Here is a way that is sometimes faster than your "fast()
" version, but only in a limited range of n
(roughly between 30 and 1000) for a n x n
array. The loop (fast()
) is very hard to beat on large arrays, even using numba
, and actually converges asymptotically to the time of simply a.sum(axis=0)
, which indicates that this is about as efficient as it gets for large arrays (kudos to your loop!)
The method, which I'll call sum_antidiagonals()
, uses np.add.reduce()
on a striped version of a
and on a made-up mask from a relatively small 1D array that is striped to create the illusion of a 2D array (without consuming more memory).
Additionally, it is not limited to square arrays (but fast()
can be easily adapted for this generalization as well, see fast_g()
at the bottom of this post).
def sum_antidiagonals(a):
assert a.flags.c_contiguous
r, c = a.shape
s0, s1 = a.strides
z = np.lib.stride_tricks.as_strided(
a, shape=(r, c+r-1), strides=(s0 - s1, s1), writeable=False)
# mask
kern = np.r_[np.repeat(False, r-1), np.repeat(True, c), np.repeat(False, r-1)]
mask = np.fliplr(np.lib.stride_tricks.as_strided(
kern, shape=(r, c+r-1), strides=(1, 1), writeable=False))
return np.add.reduce(z, where=mask)
Notice that it isn't limited to a square array:
>>> sum_antidiagonals(np.arange(15).reshape(5,3))
array([ 0, 4, 12, 21, 30, 24, 14])
Explanation
To understand how that works, let's examine these striped arrays with an example.
Given an initial array a
that is (3, 2)
:
a = np.arange(6).reshape(3, 2)
>>> a
array([[0, 1],
[2, 3],
[4, 5]])
# after calculating z in the function
>>> z
array([[0, 1, 2, 3],
[1, 2, 3, 4],
[2, 3, 4, 5]])
You can see that it is almost what we want to sum(axis=0)
, except that the lower and upper triangles are unwanted.
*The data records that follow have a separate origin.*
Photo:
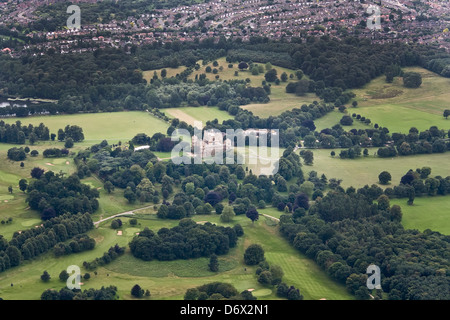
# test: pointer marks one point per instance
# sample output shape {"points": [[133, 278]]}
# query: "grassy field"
{"points": [[113, 126], [426, 213], [332, 118], [279, 102], [399, 108], [365, 170], [192, 114], [170, 280]]}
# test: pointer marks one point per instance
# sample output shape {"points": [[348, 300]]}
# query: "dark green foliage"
{"points": [[60, 195], [337, 225], [45, 276], [108, 293], [213, 263], [207, 291], [33, 242], [17, 133], [16, 154], [254, 254], [412, 79], [137, 291], [187, 240]]}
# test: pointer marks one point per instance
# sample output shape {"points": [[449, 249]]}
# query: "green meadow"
{"points": [[110, 126], [280, 101], [170, 280], [192, 114], [389, 105], [426, 213], [365, 170], [398, 108]]}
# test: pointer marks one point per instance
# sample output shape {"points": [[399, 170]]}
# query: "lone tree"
{"points": [[384, 177], [213, 263], [243, 66], [137, 291], [23, 184], [252, 214], [253, 255], [271, 75], [308, 156], [45, 276], [346, 121], [446, 113], [63, 276], [108, 186]]}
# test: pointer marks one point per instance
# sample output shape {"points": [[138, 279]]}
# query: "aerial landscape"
{"points": [[192, 150]]}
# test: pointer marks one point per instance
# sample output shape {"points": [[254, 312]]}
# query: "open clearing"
{"points": [[365, 170], [170, 280], [426, 213], [280, 101], [110, 126], [399, 108], [192, 114]]}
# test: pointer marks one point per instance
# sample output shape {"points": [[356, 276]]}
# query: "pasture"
{"points": [[365, 170], [426, 213], [280, 101], [192, 114], [398, 108], [170, 280], [110, 126]]}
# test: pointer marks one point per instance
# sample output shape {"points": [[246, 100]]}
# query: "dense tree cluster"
{"points": [[185, 241], [419, 183], [53, 195], [17, 133], [429, 141], [217, 291], [413, 264], [108, 293], [55, 153], [31, 243]]}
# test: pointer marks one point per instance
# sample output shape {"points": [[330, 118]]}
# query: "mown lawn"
{"points": [[110, 126], [170, 280], [192, 114], [365, 170], [399, 108], [426, 213]]}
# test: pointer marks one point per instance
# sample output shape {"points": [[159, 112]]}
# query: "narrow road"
{"points": [[131, 212], [267, 216]]}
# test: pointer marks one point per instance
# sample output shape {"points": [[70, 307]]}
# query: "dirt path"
{"points": [[183, 116], [131, 212]]}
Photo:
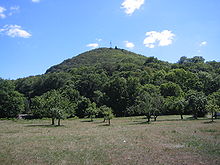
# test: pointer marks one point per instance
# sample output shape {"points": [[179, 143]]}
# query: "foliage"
{"points": [[119, 79], [92, 111], [11, 101], [196, 103]]}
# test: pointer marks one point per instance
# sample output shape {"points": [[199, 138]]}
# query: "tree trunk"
{"points": [[58, 122], [181, 115], [148, 119], [215, 115], [212, 116], [53, 121]]}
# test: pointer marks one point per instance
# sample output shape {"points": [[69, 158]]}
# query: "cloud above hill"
{"points": [[155, 38], [93, 45], [131, 5], [15, 31], [35, 1], [129, 45], [2, 14]]}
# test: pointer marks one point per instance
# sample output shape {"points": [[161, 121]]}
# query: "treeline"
{"points": [[131, 85]]}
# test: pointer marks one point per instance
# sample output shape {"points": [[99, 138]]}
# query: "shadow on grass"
{"points": [[208, 122], [45, 125], [104, 125], [140, 122]]}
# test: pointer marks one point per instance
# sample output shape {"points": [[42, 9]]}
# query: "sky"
{"points": [[37, 34]]}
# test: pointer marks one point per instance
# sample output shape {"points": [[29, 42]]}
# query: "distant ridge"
{"points": [[98, 56]]}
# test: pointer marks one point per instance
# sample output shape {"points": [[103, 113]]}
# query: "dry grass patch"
{"points": [[126, 141]]}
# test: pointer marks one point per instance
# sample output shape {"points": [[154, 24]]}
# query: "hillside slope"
{"points": [[99, 56]]}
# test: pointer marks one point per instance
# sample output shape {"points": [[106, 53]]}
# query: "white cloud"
{"points": [[14, 9], [98, 39], [2, 10], [154, 38], [15, 31], [204, 43], [93, 45], [129, 45], [35, 1], [131, 5]]}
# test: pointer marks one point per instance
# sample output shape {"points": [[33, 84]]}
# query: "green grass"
{"points": [[127, 141]]}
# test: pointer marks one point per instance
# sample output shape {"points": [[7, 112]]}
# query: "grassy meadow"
{"points": [[127, 141]]}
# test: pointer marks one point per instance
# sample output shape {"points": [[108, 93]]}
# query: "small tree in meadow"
{"points": [[92, 111], [58, 114], [107, 113]]}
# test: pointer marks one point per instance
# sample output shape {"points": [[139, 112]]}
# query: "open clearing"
{"points": [[127, 141]]}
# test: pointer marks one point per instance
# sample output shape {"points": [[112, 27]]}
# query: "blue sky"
{"points": [[36, 34]]}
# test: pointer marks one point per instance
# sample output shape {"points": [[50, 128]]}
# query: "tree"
{"points": [[179, 105], [57, 113], [170, 89], [107, 113], [212, 108], [53, 105], [196, 103], [143, 105], [92, 111], [157, 105], [213, 105], [11, 101]]}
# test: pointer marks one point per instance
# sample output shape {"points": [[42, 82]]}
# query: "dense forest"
{"points": [[107, 81]]}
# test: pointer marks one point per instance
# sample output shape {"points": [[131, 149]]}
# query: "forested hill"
{"points": [[100, 56], [127, 83]]}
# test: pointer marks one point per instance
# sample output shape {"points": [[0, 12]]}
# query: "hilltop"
{"points": [[100, 56]]}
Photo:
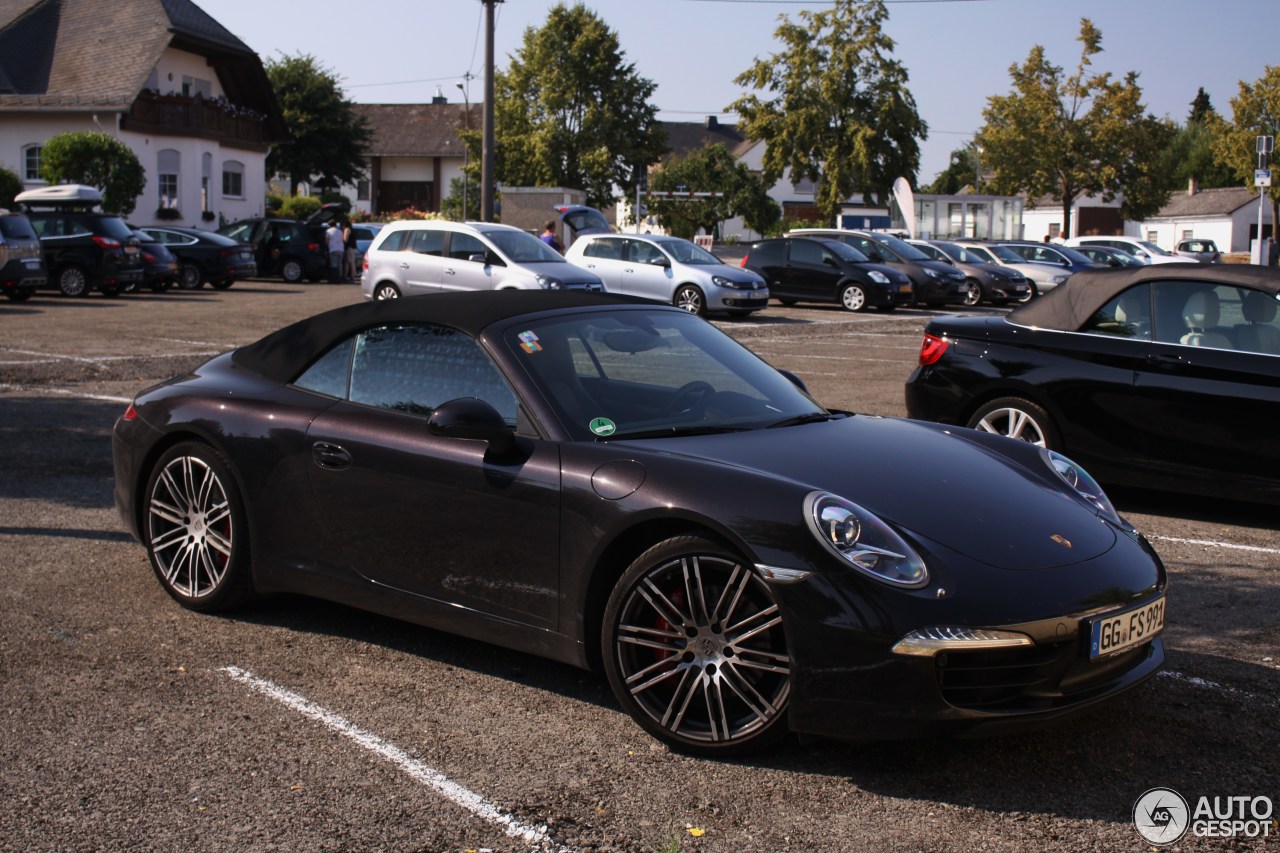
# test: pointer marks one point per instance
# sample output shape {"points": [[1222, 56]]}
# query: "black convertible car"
{"points": [[621, 486], [1164, 377]]}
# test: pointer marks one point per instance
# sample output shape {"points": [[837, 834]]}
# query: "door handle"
{"points": [[330, 457]]}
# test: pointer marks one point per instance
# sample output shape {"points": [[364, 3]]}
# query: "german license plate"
{"points": [[1120, 632]]}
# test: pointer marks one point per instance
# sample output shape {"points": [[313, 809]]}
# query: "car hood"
{"points": [[952, 487]]}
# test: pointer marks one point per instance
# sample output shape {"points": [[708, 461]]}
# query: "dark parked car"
{"points": [[618, 484], [85, 249], [292, 249], [1165, 377], [991, 282], [206, 256], [159, 265], [935, 283], [22, 261], [801, 269]]}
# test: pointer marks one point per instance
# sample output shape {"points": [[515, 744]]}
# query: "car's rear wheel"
{"points": [[853, 297], [973, 292], [195, 530], [695, 649], [191, 277], [1018, 418], [72, 281], [690, 299]]}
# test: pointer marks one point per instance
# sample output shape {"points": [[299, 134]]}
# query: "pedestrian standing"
{"points": [[333, 241]]}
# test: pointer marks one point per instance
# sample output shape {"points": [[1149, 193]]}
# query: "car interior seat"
{"points": [[1200, 315], [1258, 333]]}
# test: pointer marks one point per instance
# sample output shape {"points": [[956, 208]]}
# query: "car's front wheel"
{"points": [[195, 530], [695, 649], [853, 297], [690, 299], [1018, 418]]}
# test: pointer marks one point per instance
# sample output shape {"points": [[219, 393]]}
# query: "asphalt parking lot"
{"points": [[132, 724]]}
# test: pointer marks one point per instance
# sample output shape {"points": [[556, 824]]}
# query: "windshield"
{"points": [[688, 252], [644, 374], [521, 247], [901, 247]]}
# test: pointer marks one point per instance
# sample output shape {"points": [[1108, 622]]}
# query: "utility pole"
{"points": [[487, 154]]}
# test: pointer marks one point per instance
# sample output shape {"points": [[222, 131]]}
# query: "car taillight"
{"points": [[932, 349]]}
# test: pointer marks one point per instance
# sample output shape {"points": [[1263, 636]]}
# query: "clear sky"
{"points": [[958, 53]]}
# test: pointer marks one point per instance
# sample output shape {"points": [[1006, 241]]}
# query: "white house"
{"points": [[190, 99]]}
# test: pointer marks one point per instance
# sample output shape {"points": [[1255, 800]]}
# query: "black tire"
{"points": [[689, 297], [195, 530], [853, 297], [1018, 418], [717, 683], [291, 270], [73, 281], [191, 278]]}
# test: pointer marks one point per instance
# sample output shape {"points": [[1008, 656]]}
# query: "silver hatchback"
{"points": [[672, 270], [435, 256]]}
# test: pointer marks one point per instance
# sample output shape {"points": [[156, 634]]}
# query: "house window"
{"points": [[31, 163], [233, 179], [168, 168]]}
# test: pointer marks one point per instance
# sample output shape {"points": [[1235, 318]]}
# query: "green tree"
{"points": [[711, 169], [839, 109], [99, 160], [1255, 112], [10, 185], [329, 137], [571, 112], [1080, 135]]}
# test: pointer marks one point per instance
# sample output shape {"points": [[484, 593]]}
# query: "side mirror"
{"points": [[474, 419]]}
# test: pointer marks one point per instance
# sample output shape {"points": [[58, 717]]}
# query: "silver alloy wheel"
{"points": [[973, 295], [191, 528], [689, 299], [699, 646], [73, 282], [853, 297], [1013, 423]]}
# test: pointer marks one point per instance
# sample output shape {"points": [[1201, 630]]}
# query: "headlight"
{"points": [[1083, 484], [863, 541]]}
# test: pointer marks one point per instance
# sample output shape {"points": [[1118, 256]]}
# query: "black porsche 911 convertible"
{"points": [[621, 486]]}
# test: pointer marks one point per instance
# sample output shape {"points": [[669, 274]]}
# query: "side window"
{"points": [[330, 373], [426, 242], [416, 368], [1128, 315], [464, 246]]}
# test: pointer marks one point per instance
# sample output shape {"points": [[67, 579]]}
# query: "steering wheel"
{"points": [[690, 398]]}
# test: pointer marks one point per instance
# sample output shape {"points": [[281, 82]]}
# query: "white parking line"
{"points": [[433, 779]]}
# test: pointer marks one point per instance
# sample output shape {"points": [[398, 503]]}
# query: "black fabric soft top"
{"points": [[1069, 305], [282, 355]]}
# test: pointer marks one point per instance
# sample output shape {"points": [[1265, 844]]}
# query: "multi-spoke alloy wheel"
{"points": [[195, 529], [695, 649]]}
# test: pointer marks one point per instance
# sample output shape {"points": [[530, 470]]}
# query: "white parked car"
{"points": [[1143, 250], [435, 256], [672, 270]]}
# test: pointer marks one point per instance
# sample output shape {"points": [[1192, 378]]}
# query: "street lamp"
{"points": [[466, 151]]}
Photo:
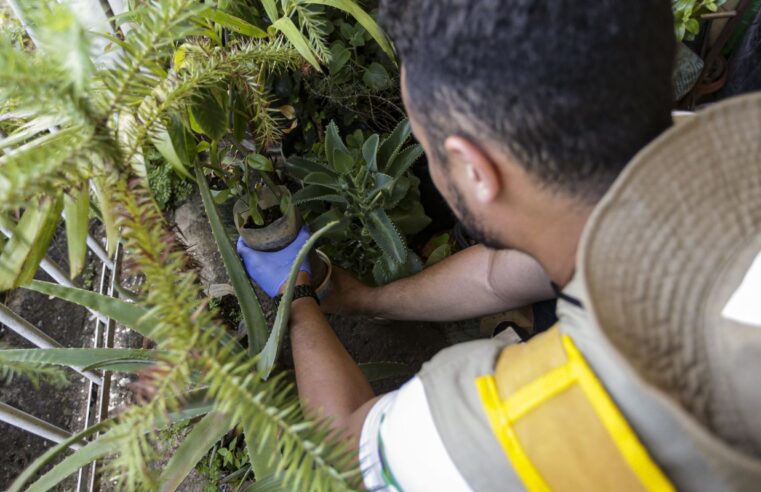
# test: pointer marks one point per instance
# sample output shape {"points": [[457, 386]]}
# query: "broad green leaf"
{"points": [[383, 183], [331, 215], [440, 253], [251, 310], [23, 251], [317, 193], [333, 143], [41, 242], [76, 212], [370, 152], [80, 357], [259, 163], [126, 313], [62, 37], [412, 220], [210, 115], [31, 470], [269, 484], [233, 23], [323, 179], [171, 142], [262, 451], [376, 77], [106, 207], [299, 168], [97, 449], [391, 145], [297, 39], [103, 446], [205, 433], [343, 162], [403, 160], [271, 351], [364, 19], [271, 8], [377, 371], [339, 57], [386, 236]]}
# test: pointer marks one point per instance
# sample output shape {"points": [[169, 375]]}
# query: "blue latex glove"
{"points": [[270, 269]]}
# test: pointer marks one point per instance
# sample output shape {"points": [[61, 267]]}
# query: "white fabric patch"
{"points": [[416, 454], [745, 304]]}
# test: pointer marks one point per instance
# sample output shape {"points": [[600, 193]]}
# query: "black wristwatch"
{"points": [[300, 291]]}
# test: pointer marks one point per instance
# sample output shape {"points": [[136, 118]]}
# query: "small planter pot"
{"points": [[322, 269], [271, 237]]}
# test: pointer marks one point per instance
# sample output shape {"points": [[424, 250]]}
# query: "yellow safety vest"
{"points": [[557, 424]]}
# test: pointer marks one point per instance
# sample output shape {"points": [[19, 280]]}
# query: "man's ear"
{"points": [[481, 174]]}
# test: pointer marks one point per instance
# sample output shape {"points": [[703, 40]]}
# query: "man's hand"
{"points": [[270, 269], [347, 295]]}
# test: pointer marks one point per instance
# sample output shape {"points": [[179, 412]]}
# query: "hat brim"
{"points": [[665, 250]]}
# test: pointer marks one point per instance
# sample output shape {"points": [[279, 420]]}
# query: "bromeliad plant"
{"points": [[687, 15], [80, 131], [366, 185]]}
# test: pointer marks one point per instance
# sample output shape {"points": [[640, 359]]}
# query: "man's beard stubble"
{"points": [[473, 227]]}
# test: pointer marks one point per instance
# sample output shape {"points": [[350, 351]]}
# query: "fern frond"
{"points": [[44, 165], [315, 25], [34, 372], [311, 460], [146, 51]]}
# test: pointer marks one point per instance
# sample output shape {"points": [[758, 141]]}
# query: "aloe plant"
{"points": [[85, 126], [366, 185]]}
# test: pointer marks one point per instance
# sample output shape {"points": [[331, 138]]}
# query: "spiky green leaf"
{"points": [[297, 39], [251, 310], [271, 351], [364, 19], [386, 236], [194, 447], [76, 212]]}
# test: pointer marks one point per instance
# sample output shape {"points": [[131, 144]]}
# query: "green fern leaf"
{"points": [[386, 236]]}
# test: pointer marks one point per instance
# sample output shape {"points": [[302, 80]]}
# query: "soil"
{"points": [[71, 326], [368, 340], [269, 215]]}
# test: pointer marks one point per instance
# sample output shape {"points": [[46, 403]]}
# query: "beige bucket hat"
{"points": [[671, 268]]}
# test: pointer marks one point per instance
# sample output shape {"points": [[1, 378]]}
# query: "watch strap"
{"points": [[299, 291]]}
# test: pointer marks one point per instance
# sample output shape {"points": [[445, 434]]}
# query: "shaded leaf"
{"points": [[251, 310], [316, 192], [370, 152], [364, 19], [404, 160], [391, 145], [233, 23], [209, 115], [205, 433], [376, 77], [297, 39], [76, 212], [259, 162], [271, 351], [386, 236]]}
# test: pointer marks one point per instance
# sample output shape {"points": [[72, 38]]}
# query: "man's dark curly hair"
{"points": [[572, 89]]}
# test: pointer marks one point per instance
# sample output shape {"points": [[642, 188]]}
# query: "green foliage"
{"points": [[33, 370], [687, 15], [186, 80], [366, 184], [167, 186]]}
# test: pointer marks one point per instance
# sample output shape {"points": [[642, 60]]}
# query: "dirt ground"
{"points": [[367, 340], [71, 326]]}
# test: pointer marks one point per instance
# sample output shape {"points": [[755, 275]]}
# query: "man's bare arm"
{"points": [[474, 282], [329, 382]]}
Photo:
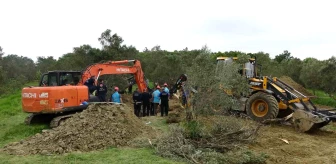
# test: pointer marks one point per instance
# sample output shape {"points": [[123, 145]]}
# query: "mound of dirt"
{"points": [[98, 127], [295, 85], [299, 148]]}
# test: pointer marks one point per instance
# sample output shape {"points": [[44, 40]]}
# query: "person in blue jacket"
{"points": [[156, 99], [116, 97], [164, 97]]}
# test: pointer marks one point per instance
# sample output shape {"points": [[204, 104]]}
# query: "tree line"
{"points": [[160, 65]]}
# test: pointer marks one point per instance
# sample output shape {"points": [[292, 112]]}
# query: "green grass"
{"points": [[13, 129], [112, 155], [323, 98]]}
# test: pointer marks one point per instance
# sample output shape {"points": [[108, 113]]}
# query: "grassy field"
{"points": [[13, 129], [323, 99]]}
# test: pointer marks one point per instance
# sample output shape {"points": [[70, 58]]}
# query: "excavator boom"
{"points": [[62, 93]]}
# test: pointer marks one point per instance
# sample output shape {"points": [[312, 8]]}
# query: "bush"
{"points": [[199, 142]]}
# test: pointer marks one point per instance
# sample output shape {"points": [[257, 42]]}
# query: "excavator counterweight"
{"points": [[60, 94]]}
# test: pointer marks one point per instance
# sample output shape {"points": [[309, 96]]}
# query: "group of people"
{"points": [[149, 103], [146, 102]]}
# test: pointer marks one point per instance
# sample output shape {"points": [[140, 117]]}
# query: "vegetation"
{"points": [[159, 65], [191, 140]]}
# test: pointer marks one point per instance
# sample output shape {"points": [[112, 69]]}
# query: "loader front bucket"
{"points": [[306, 121]]}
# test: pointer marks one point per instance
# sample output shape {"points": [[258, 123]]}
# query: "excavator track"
{"points": [[58, 120], [38, 118]]}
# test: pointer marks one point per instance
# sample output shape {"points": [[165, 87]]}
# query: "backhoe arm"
{"points": [[116, 67]]}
What we would really like to sum looks like:
array([[0, 1, -, -],
[-, 2, 3, -],
[-, -, 4, 5]])
Enter the mask, which we can build starting from a 1D kernel:
kern = np.r_[np.repeat(False, r-1), np.repeat(True, c), np.repeat(False, r-1)]
>>> kern
array([False, False, True, True, False, False])
We use a funny slice: (1, 1)
, which means that we repeat the same row, but sliding by one element each time:
>>> np.lib.stride_tricks.as_strided(
... kern, shape=(r, c+r-1), strides=(1, 1), writeable=False)
array([[False, False, True, True],
[False, True, True, False],
[ True, True, False, False]])
We then just flip this left/right, and use it as the where
argument for np.add.reduce()
.
Speed
b = np.random.normal(size=(1000, 1000))
# check equivalence with the OP's fast() function:
>>> np.allclose(fast(b), sum_antidiagonals(b))
True
%timeit sum_antidiagonals(b)
# 1.83 ms ± 840 ns per loop (mean ± std. dev. of 7 runs, 1000 loops each)
%timeit fast(b)
# 2.07 ms ± 15.2 µs per loop (mean ± std. dev. of 7 runs, 100 loops each)
In this case, it is a little bit faster, but only by about 10%.
On a 300x300 array, sum_antidiagonals()
is 2.27x faster than fast()
.
However!
Even though putting together z
and mask
is very fast (the whole setup before np.add.reduce()
takes only 46 µs in the 1000x1000 example above), the summation itself is O[r (r+c)]
, even though only O[r c]
actual additions (where mask == True
) are needed. There is therefore about 2x more operations done for a square array.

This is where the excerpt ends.